Le Entrate, a seguito della richiesta da parte di una società che ha contestato il recupero di un credito Iva, spiegano che per reintegrare tale credito nella dichiarazione fiscale è necessario versare l’imposta corrispondente e rinunciare alla disputa legale associata.

Nel caso specifico di una società che richiede il recupero dell’IVA

La società ha ricevuto una comunicazione da parte dell’Agenzia delle Entrate in cui si richiede il recupero di un credito di imposta precedentemente utilizzato in compensazione nel 2020, ma che superava l’importo ammissibile. La società ha impugnato questa richiesta presentando un ricorso presso la Commissione tributaria e intende risolvere la disputa con l’Agenzia delle Entrate attraverso un processo agevolato noto come “definizione agevolata delle liti tributarie pendenti” a partire dal 1° gennaio 2023, come stabilito dalla legge n. 197/2022 (legge di bilancio 2023).

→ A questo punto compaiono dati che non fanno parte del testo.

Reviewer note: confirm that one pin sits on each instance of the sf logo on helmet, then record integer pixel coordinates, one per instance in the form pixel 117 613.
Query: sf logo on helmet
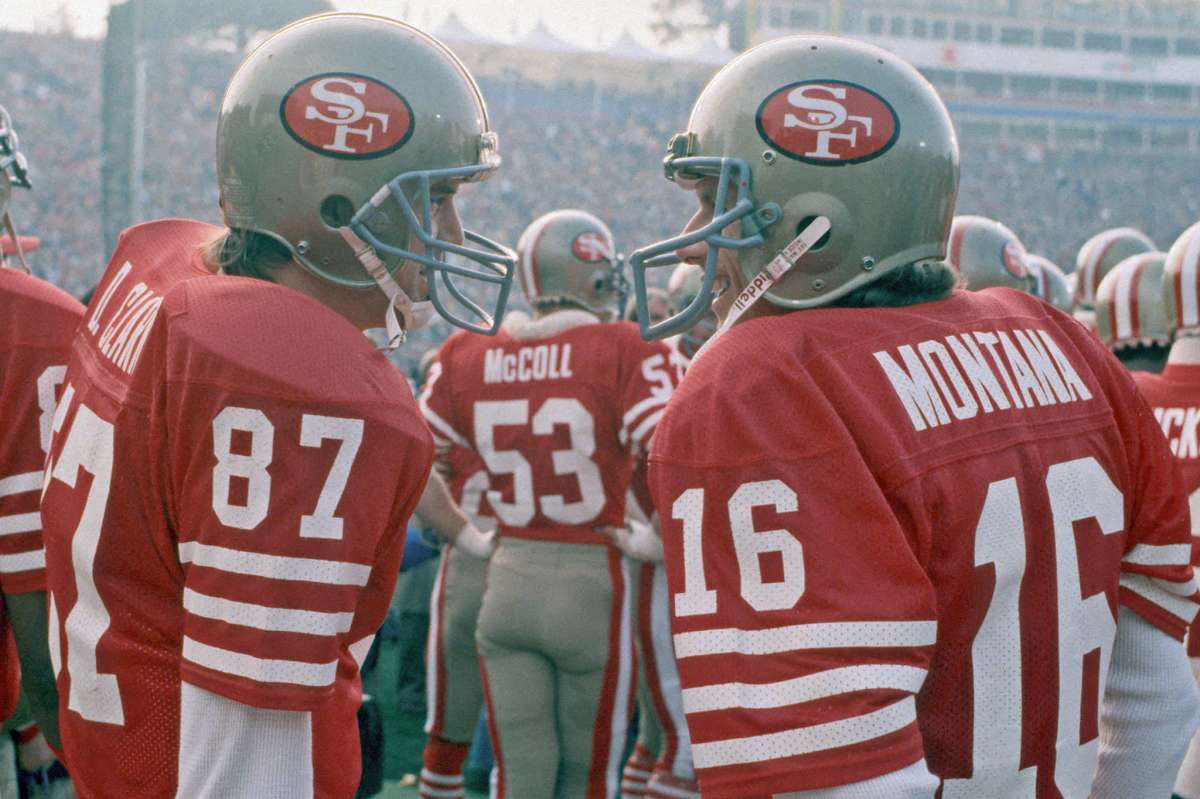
pixel 828 122
pixel 347 115
pixel 592 246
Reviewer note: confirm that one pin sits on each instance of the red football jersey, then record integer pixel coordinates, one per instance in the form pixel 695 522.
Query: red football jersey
pixel 467 480
pixel 36 324
pixel 904 533
pixel 555 409
pixel 251 463
pixel 1175 397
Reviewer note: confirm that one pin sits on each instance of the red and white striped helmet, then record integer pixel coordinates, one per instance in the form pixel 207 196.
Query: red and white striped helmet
pixel 1099 254
pixel 1050 283
pixel 1181 283
pixel 988 254
pixel 568 258
pixel 1129 310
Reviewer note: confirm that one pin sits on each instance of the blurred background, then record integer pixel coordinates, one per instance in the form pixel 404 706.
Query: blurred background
pixel 1074 115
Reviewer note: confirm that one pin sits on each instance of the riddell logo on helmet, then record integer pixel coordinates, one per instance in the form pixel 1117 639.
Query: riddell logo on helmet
pixel 347 115
pixel 828 122
pixel 1014 260
pixel 591 246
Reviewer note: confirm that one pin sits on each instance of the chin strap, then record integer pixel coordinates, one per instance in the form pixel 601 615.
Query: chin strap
pixel 771 274
pixel 16 244
pixel 414 314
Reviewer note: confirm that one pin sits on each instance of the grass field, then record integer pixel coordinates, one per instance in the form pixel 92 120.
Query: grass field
pixel 403 734
pixel 396 791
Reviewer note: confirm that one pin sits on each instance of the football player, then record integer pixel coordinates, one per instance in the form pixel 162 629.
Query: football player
pixel 36 324
pixel 1131 318
pixel 683 287
pixel 1097 258
pixel 988 254
pixel 453 688
pixel 233 462
pixel 660 764
pixel 917 540
pixel 1050 283
pixel 1175 397
pixel 557 409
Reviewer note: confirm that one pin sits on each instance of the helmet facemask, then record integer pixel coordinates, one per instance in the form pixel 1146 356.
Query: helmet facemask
pixel 493 263
pixel 341 130
pixel 732 184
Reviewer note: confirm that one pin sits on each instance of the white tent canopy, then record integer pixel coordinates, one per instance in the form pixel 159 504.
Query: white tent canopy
pixel 630 49
pixel 541 38
pixel 453 29
pixel 709 50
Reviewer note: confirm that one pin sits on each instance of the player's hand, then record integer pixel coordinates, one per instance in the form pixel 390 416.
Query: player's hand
pixel 637 540
pixel 475 542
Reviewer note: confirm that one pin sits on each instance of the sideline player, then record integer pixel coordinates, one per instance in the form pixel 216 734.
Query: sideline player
pixel 557 409
pixel 233 463
pixel 453 685
pixel 1097 258
pixel 1175 397
pixel 918 540
pixel 1131 318
pixel 37 322
pixel 660 766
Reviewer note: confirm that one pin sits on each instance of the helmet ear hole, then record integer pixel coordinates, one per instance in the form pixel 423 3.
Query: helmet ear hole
pixel 805 222
pixel 336 211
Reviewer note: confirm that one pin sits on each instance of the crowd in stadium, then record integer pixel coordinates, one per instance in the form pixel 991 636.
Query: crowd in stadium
pixel 922 468
pixel 563 145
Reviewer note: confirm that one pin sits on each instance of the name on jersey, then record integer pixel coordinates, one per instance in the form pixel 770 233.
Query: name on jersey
pixel 125 332
pixel 942 380
pixel 540 362
pixel 1180 427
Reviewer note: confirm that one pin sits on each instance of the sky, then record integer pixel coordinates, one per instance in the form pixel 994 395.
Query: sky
pixel 588 23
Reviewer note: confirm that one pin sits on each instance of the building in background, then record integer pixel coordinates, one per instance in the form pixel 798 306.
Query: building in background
pixel 1107 74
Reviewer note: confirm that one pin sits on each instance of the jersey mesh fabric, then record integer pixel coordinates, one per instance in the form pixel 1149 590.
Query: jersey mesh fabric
pixel 613 388
pixel 249 409
pixel 36 324
pixel 1175 398
pixel 839 630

Richieste della società per il recupero dell’IVA

  1. Utilizzando la procedura di adesione alle liti pendenti prevista dall’articolo 1, comma 186 della legge di bilancio 2023 e versando il 90% dell’importo contestato, può riportare l’intero credito oggetto della disputa nella sezione VL40 della sua dichiarazione Iva, oppure solo il 90% dell’importo che verrà effettivamente versato.
  2. Nel caso di scelta per il pagamento dilazionato dell’importo dovuto a seguito della definizione agevolata, il diritto di riutilizzare il credito in compensazione nella dichiarazione Iva, inserendolo nella sezione VL40, sorge con la presentazione dell’istanza e il pagamento della prima rata o solo al termine del pagamento completo dell’importo dovuto.

Nella sua risposta, l’Agenzia delle Entrate inizia delineando i casi in cui si applica la disciplina introdotta dalla legge di bilancio 2023. Conferma che tale normativa si applica anche alle controversie legate al recupero di crediti di imposta utilizzati indebitamente. Tuttavia, a differenza di quanto sostenuto dalla società, il pagamento richiesto per aderire alla “tregua fiscale” ha l’unico scopo di risolvere la disputa con l’Amministrazione finanziaria.

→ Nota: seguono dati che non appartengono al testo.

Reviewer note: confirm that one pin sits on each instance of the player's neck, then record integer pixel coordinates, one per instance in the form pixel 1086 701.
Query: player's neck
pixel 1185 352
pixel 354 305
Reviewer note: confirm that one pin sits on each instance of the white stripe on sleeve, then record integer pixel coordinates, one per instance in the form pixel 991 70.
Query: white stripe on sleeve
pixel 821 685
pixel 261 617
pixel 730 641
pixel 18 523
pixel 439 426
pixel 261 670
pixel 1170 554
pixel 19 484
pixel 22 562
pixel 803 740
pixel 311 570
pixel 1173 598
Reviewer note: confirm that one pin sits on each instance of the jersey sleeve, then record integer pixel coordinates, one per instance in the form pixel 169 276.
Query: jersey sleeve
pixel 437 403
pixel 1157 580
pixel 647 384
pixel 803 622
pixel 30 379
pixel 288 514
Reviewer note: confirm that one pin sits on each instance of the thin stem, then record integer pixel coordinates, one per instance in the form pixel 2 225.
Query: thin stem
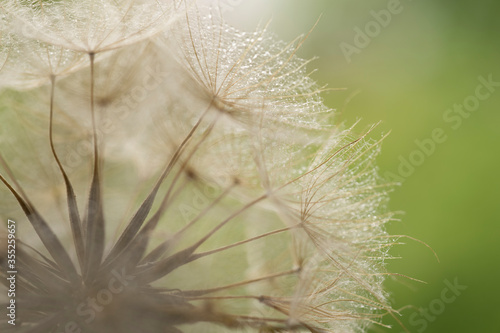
pixel 227 247
pixel 74 216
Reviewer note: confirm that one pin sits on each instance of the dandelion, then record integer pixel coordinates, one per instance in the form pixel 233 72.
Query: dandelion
pixel 212 192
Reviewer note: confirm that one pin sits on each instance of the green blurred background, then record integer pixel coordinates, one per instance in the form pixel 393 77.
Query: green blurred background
pixel 425 60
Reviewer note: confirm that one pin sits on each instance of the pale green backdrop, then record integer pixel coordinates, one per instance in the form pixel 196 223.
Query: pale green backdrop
pixel 408 71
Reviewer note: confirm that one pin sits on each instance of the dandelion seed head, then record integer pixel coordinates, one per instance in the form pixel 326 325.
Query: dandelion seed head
pixel 191 179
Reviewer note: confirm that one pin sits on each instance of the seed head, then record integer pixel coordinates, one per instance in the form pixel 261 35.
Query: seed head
pixel 193 180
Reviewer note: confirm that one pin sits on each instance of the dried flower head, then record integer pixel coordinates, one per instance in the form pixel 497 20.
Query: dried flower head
pixel 220 196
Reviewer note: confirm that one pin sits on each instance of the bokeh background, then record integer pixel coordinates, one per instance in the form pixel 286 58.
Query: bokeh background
pixel 427 58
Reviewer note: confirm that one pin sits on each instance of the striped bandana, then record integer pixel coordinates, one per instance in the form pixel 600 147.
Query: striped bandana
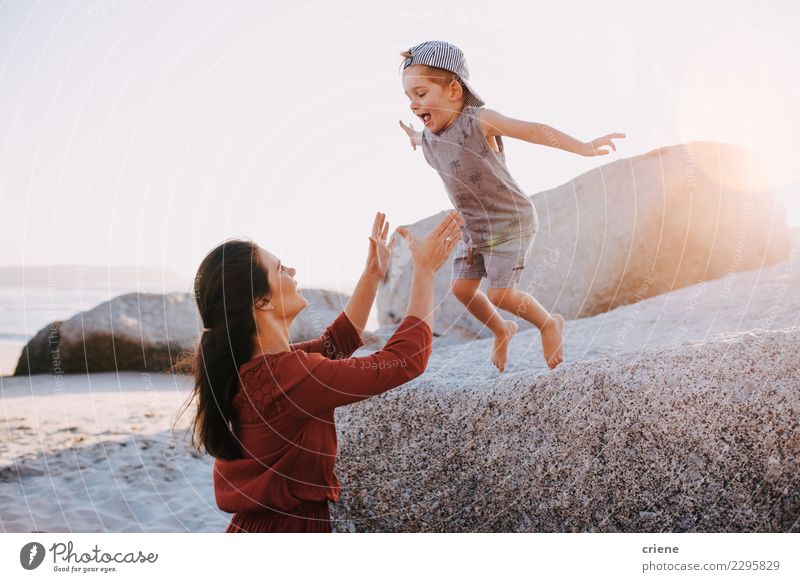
pixel 443 55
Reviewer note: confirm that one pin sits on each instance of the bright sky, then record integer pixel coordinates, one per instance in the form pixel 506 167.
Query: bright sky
pixel 147 132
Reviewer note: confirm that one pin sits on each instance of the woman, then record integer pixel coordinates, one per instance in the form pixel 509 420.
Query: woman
pixel 265 406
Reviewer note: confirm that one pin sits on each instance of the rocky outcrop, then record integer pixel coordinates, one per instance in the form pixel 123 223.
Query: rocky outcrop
pixel 631 229
pixel 701 437
pixel 677 413
pixel 147 331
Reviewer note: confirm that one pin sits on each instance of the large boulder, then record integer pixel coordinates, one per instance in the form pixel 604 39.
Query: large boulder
pixel 701 437
pixel 626 231
pixel 679 412
pixel 147 331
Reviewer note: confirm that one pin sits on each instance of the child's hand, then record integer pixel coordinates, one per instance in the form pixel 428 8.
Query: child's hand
pixel 379 251
pixel 412 134
pixel 593 147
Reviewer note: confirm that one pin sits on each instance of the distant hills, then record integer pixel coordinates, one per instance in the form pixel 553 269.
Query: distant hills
pixel 93 276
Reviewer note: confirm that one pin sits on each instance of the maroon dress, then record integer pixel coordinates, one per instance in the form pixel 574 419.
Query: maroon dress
pixel 285 402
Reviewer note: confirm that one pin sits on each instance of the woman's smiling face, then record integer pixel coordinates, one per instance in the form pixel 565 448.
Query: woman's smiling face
pixel 435 105
pixel 284 296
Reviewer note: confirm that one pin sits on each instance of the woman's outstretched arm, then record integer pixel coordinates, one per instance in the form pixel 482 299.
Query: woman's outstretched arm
pixel 331 383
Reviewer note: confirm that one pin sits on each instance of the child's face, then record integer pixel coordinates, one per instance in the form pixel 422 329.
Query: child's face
pixel 433 104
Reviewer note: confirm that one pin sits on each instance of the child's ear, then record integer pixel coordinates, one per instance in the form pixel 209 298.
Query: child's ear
pixel 456 91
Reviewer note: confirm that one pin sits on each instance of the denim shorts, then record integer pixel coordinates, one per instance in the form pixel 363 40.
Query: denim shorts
pixel 502 264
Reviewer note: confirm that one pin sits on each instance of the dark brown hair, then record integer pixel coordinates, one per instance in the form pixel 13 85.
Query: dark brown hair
pixel 229 281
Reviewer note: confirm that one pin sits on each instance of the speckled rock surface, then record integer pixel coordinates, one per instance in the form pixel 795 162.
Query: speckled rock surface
pixel 678 413
pixel 629 230
pixel 702 437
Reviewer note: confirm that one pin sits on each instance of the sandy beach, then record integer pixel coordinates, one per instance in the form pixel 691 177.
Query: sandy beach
pixel 94 453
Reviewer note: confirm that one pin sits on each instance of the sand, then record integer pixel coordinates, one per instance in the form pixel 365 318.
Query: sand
pixel 95 454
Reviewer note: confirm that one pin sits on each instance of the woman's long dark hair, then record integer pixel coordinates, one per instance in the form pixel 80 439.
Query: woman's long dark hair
pixel 229 281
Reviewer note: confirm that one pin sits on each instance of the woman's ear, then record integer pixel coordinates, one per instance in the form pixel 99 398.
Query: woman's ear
pixel 263 303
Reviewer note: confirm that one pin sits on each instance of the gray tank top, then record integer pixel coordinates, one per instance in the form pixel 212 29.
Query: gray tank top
pixel 478 183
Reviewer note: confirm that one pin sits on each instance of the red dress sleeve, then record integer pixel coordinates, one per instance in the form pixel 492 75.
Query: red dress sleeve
pixel 325 384
pixel 338 341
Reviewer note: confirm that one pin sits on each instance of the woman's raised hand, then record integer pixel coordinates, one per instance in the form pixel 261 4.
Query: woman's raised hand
pixel 431 251
pixel 379 251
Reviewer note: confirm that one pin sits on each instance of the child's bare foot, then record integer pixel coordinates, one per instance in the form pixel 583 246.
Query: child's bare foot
pixel 552 340
pixel 500 348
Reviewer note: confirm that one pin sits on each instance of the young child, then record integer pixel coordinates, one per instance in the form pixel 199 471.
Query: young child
pixel 463 142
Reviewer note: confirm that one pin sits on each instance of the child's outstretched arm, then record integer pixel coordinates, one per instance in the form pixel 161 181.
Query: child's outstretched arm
pixel 414 136
pixel 494 123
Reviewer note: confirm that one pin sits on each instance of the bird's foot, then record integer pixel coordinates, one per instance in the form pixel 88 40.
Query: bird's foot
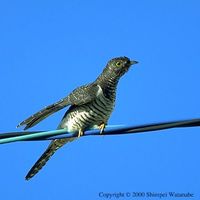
pixel 80 133
pixel 102 127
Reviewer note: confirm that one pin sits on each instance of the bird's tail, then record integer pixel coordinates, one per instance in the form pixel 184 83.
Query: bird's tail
pixel 54 145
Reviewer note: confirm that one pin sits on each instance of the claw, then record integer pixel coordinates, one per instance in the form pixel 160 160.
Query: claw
pixel 102 127
pixel 80 133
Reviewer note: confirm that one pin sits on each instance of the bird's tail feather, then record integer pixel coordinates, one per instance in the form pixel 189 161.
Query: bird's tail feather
pixel 54 145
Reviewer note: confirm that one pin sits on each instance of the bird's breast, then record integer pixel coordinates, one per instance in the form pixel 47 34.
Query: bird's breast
pixel 89 115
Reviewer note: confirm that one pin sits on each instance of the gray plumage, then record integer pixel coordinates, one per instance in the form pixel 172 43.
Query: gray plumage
pixel 90 106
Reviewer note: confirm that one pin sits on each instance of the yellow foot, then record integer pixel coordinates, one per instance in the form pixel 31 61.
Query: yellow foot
pixel 101 128
pixel 80 133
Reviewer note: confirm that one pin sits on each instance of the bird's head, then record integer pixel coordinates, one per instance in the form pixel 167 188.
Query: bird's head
pixel 119 66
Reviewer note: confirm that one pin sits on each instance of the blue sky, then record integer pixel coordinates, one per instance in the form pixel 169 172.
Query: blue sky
pixel 48 48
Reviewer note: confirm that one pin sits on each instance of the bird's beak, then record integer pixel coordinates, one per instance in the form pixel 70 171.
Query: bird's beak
pixel 133 62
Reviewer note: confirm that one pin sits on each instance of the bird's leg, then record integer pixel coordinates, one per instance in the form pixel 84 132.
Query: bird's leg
pixel 102 127
pixel 80 133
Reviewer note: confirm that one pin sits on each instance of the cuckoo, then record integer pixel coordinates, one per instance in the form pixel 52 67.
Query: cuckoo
pixel 90 107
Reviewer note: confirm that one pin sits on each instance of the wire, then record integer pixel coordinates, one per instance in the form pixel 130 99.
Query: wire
pixel 109 130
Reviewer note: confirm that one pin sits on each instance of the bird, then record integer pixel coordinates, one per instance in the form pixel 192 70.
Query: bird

Se la società intende recuperare il credito Iva per utilizzarlo successivamente in deduzione nella sua dichiarazione fiscale periodica o annuale, dovrà prima pagare l’imposta indicata nell’atto di recupero. Successivamente rinunciare alla disputa legale relativa a tale imposta. La controversia, una volta limitata alle sole sanzioni e agli interessi associati all’imposta stessa, potrà essere risolta in base al comma 191 dello stesso articolo 1, attraverso la sola presentazione della richiesta.

Nel caso specifico, conclude il documento di prassi, se la società decide di recuperare il credito Iva in questo modo, potrà poi includere l’importo pagato nella sezione VL40 della sua dichiarazione Iva/2024 per l’anno fiscale 2023, corrispondente all’importo recuperato con l’atto.